By Neal Pollack
ARC e-book, 270 pages
2015, Lake Union Publishing
ISBN: 9781477821336 (paperback)
Expected Publication Date: March 24, 2015
I received this book for free from NetGalley in exchange for an honest review. This does not affect my opinion of the book or the content of my review.
From NetGalley: Through strange metaphysical circumstances, failed screenwriter Brad Cohen finds himself caught in an infinite time loop, forced to relive the first forty years of his life again and again. Each “repeat,” Brad wakes up in the womb on what was supposed to be his fortieth birthday, with full knowledge of what’s come before. In various timelines, he becomes a successful political pundit, a game-show champion, a playboy, and a master manipulator of the stock market, but none of them seem to lead him out of his predicament. As he realizes he wants to break out of the loop and find the love of his life—the one he hadn’t appreciated the first time around—Brad tries, fails, and tries again to escape the eternal cycle of birth and rebirth. Repeat answers the question: If you could live half your life over, would you do things differently?
What I liked:
The concept – rather than living the same day over, as in Groundhog Day, Brad is forced to live 40 years of his life over and over. He never experiences anything beyond his fortieth birthday, yet he is still basically born with knowledge of the future that gives him a certain amount of power. In the beginning of the book, before being stuck in this loop, I also liked Brad. He was funny in your everyman, semi-loser sort of way – someone who is stuck at the low end of the middle class, with a family he loves, yet generally dissatisfied with the direction his life has taken as he laments lost opportunities. He had a good sense of humor to start with and gave me a few chuckles.
What I didn’t like:
Unfortunately I lost interest in this book fast. The very first time Brad enters this unending time loop, he describes emerging from the womb and breastfeeding with more detail than I needed. I understand that being born again with your 40-year-old mind and actually having the consciousness to be aware of your birth would be shocking, but I can imagine that on my own, thank you. The detail that Brad puts into describing both his desire and reluctance to breastfeed was also unnecessary – it came off more as a weird fantasy and somehow felt dirty. Brad then proceeds to greatly describe the joys of masturbating at age eleven, with the skill and technique of an adult male – another strange segment that came off as a disturbing fantasy I could have gone without. I don’t consider myself to be a prude, so maybe it’s simply because I’m reading from a female perspective, but there was a big disconnect for me at this point in the book, and from that point I less invested in the overall story.
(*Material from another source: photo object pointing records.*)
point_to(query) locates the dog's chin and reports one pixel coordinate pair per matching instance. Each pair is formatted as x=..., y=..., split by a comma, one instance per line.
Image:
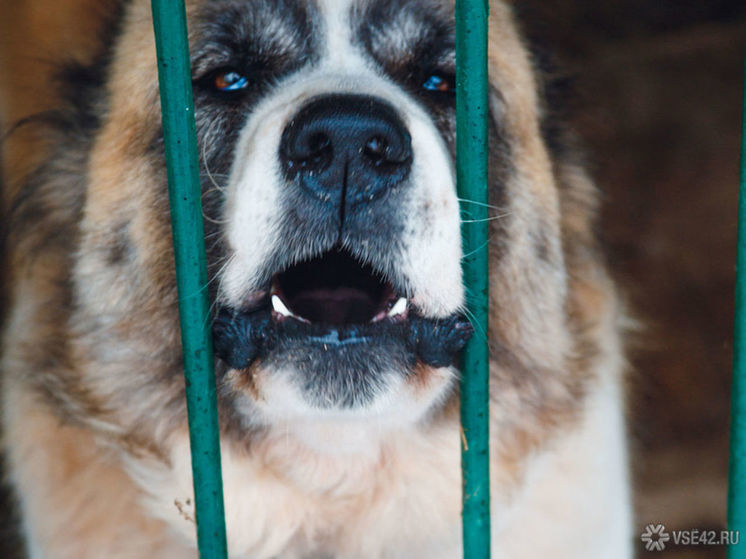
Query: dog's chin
x=331, y=337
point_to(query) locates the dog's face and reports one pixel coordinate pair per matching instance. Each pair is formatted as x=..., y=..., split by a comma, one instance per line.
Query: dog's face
x=326, y=135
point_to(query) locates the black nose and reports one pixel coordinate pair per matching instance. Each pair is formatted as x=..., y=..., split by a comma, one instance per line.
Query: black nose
x=354, y=146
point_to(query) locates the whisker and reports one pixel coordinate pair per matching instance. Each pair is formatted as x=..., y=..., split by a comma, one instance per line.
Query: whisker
x=465, y=201
x=491, y=218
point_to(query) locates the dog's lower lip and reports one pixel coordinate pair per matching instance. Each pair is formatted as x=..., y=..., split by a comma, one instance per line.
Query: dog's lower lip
x=243, y=336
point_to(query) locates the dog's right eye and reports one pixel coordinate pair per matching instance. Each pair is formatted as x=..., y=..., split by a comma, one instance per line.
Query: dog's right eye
x=229, y=80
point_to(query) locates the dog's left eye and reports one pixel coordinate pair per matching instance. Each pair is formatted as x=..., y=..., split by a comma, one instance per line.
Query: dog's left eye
x=230, y=80
x=440, y=82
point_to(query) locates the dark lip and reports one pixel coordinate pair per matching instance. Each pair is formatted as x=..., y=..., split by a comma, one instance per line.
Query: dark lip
x=244, y=336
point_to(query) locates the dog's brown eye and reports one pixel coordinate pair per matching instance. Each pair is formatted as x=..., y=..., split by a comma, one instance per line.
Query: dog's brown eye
x=230, y=80
x=439, y=82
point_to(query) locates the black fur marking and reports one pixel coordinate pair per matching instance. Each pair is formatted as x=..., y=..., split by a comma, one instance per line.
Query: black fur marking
x=410, y=54
x=338, y=366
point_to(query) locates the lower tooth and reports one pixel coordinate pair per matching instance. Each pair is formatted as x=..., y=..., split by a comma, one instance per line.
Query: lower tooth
x=399, y=307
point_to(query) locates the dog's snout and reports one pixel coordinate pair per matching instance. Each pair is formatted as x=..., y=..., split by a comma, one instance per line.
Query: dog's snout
x=354, y=144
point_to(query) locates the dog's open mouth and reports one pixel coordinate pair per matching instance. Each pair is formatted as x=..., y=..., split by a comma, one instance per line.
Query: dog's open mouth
x=335, y=302
x=335, y=289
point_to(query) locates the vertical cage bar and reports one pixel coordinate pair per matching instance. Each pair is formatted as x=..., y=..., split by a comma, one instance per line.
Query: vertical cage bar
x=179, y=132
x=737, y=482
x=472, y=113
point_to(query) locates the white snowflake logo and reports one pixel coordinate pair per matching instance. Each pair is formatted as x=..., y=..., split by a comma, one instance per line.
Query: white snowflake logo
x=655, y=537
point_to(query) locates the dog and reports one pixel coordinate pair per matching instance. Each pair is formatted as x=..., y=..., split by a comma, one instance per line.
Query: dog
x=326, y=132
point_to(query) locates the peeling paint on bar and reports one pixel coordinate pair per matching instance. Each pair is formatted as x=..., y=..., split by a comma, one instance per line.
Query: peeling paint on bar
x=472, y=114
x=737, y=482
x=174, y=72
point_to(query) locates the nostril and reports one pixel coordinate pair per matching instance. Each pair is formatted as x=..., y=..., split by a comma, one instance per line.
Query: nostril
x=318, y=144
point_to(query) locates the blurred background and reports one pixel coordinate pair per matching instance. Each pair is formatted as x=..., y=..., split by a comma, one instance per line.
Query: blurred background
x=657, y=101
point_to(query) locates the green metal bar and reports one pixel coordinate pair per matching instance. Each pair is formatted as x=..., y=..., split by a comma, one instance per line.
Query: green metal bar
x=179, y=132
x=737, y=483
x=472, y=113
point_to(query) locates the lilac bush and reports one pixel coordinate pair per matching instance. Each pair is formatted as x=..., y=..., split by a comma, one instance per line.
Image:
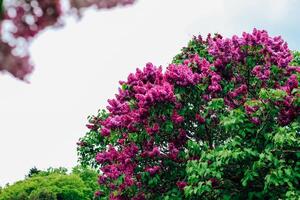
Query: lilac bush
x=196, y=130
x=22, y=20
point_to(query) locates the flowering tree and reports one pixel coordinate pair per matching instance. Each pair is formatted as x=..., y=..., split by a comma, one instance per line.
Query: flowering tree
x=24, y=19
x=221, y=122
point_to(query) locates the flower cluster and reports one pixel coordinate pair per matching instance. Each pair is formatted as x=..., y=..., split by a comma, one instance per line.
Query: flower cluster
x=24, y=19
x=77, y=5
x=155, y=120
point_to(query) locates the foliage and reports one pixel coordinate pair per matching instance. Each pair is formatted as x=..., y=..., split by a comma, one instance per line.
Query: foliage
x=221, y=122
x=54, y=184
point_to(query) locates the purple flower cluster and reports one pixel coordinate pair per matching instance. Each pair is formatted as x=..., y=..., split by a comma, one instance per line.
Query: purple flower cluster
x=147, y=120
x=181, y=75
x=28, y=18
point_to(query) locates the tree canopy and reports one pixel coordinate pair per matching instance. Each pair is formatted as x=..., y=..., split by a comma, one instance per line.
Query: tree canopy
x=221, y=122
x=53, y=184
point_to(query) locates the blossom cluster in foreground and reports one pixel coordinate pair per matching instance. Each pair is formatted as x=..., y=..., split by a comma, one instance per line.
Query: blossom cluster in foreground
x=22, y=20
As Brad continually begins his life anew on the eve of his fortieth birthday, readers are fortunately spared more details regarding breastfeeding and masturbation, but I still found my mind wandering off. Again, I think the concept of this book was strong, but there was something about the way Pollack handled the repetitions that just didn’t hold my interest. There is a little darkness to this story – Brad lives many “successful” lives as a wealthy man, pursuing different careers, taking advantage of his knowledge of stocks, sports statistics and presidential elections, but none of these lives make him truly happy, as he’s missing his wife and daughters in each of them. However, I didn’t find any of his repeats particularly gripping, and so I didn’t really feel for Brad or pity his situation. I think perhaps this book might have suited me better if it were a novella or short story, with a little more edge to it.
In the end, Repeat had a predictable ending and main character I considered to be a little bland, considering how many times he lived his life over.